Na koniec dnia Dow Jones Industrial wzrósł o 1,57 proc. do 17 409,72 pkt. Nasdaq Composite zwyżkował o 2,12 proc. do 4691,87 pkt. S&P wzrósł o 1,78 proc. do 2036,09 pkt.
- Ludzie zaczynają mówić, że być może to (proces wyjścia z UE - przyp. red.) potrwa dłużej niż wcześniej myśleli i może wpływ na USA nie będzie choćby w przybliżeniu tak duży jak się obawiano - powiedział agencji Reuteraz Rick Meckler, prezes LibertyView Capital Management w Jersey City. - Uważam, że mieliśmy dziś do czynienia z polowaniem na okazje.
Dodatkowo, po spadkach zadziałało opublikowanie danych zweryfikowanych o PKB za pierwszy kwartał. Wzrost 1,1-procentowy przypomniał inwestorom, że nie jest tak źle w gospodarce, żeby tak ciągle spadać.

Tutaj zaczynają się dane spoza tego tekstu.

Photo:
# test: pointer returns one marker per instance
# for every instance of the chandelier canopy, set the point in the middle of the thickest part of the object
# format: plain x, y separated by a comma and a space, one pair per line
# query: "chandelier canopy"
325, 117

Silna wyprzedaż nastąpiła po ogłoszeniu wyników referendum w Wielkiej Brytanii, które wbrew przekonaniu inwestorów przyniosło zwycięstwo zwolenników wystąpienia kraju z Unii Europejskiej. Niepewność związaną z Brexitem pogłębiły dodatkowo sygnały nieprzygotowania ze strony polityków, którzy byli liderami kampanii na rzecz wystąpienia Wielkiej Brytanii z Unii Europejskiej, do dalszego działania po zwycięstwie w referendum.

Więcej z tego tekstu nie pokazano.